In the 6 weeks since then I've lost ~30 lbs (I am following a diet, of course, this has been wildly successful but intentional in the abstract) and I have more energy, sleep better, and have lost my baseline "snack late at night" urges. Physiologically I do not feel deprived of food, hungry, or tired all the time like I have with previous diets. I've also cut my caffeine intake to almost 1/3rd of its previous amount and I drink more water.
I am sure there's a lot going on beside that, so I am not blaming my progress on the 1 thing by itself, but that being said, it does seem highly coincidental and correlated.
Might be worth a deeper dive, blow out (mostly) healthy people's gut bacteria, replace it with very specific blends, accumulate the data on what changes happen or what people report happening in the 2 weeks, 6 weeks, 3 months, 6 months 1 year afterward.
25 years later and we are drowning in plastic, carrying it in our brains and gonads, it falls from the sky like rain, it is in the food we eat, our newborn children inherit the plastics from their mothers.
If I were a trickster god or the devil himself I couldn't have come up with a better joke than this.
Damn, I'd pretty much forgotten those.
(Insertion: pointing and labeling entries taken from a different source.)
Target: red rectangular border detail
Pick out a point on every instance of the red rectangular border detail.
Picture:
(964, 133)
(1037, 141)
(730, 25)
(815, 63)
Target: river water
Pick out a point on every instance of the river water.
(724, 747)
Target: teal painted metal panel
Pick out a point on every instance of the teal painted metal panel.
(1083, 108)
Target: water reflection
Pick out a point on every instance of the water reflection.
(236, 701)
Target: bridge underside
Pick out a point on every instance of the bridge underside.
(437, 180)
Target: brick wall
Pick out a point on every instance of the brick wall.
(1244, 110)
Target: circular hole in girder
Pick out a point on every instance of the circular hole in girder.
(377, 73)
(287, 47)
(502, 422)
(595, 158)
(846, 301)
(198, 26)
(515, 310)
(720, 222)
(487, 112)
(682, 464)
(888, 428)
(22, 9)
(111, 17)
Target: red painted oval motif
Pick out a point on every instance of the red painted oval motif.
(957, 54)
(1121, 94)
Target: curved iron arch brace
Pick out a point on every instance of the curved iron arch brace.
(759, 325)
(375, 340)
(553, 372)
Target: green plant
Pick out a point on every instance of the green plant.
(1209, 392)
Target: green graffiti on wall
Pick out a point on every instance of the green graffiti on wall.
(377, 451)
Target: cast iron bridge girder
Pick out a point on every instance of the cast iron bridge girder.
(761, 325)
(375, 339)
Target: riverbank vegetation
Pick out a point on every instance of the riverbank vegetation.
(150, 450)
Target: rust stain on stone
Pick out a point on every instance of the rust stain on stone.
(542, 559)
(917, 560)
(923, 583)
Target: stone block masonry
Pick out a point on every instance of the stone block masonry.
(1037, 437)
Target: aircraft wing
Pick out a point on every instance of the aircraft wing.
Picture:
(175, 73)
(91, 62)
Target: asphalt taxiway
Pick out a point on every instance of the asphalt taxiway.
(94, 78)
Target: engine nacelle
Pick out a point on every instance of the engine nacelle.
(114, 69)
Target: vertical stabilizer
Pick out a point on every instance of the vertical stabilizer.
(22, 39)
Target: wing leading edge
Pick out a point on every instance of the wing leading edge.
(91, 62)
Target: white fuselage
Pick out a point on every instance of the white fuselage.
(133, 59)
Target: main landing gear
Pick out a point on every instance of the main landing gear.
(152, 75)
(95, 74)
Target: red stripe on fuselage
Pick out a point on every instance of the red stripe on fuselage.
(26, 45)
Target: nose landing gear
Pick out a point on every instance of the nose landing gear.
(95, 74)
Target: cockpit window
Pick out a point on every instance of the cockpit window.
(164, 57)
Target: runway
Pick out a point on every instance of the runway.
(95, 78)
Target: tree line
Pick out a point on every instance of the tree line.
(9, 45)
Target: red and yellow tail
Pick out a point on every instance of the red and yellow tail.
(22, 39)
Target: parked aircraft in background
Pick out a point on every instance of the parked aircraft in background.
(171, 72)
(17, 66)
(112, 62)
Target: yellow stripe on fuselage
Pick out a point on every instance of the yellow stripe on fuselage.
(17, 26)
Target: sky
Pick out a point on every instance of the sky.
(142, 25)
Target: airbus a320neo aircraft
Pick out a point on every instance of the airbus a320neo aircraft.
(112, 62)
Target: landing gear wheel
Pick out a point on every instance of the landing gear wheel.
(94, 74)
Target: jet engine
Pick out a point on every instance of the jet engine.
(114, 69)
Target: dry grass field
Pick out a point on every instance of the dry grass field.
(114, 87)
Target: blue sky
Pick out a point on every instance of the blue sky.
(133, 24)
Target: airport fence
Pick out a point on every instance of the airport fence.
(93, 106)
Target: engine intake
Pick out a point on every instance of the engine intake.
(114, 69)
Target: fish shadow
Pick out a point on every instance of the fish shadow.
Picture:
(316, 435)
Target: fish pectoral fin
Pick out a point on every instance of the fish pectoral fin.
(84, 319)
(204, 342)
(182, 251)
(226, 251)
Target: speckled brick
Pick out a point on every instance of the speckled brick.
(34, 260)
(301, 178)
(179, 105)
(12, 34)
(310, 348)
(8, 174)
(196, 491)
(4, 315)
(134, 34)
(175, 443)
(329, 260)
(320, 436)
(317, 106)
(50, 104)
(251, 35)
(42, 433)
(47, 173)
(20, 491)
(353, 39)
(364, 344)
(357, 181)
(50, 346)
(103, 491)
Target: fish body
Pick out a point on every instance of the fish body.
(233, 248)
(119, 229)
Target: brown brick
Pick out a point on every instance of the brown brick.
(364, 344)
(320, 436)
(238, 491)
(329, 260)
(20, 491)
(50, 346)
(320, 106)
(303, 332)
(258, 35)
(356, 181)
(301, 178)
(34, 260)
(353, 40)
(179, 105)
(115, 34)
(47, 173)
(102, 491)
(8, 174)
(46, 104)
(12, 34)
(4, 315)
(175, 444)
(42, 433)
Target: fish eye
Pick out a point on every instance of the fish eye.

So bizarre.
I know for a fact that at the same time those ads were running, many scientists were telling anyone who would listen that plastic wouldn't biodegrade for thousands of years...
And then there's the crazy fact of no one ever being held responsible for all that. I think you're the first person I've heard even mention them for decades; as if they were utterly memory-holed.
Curious about this now, I'll have to look into it a bit. Thanks!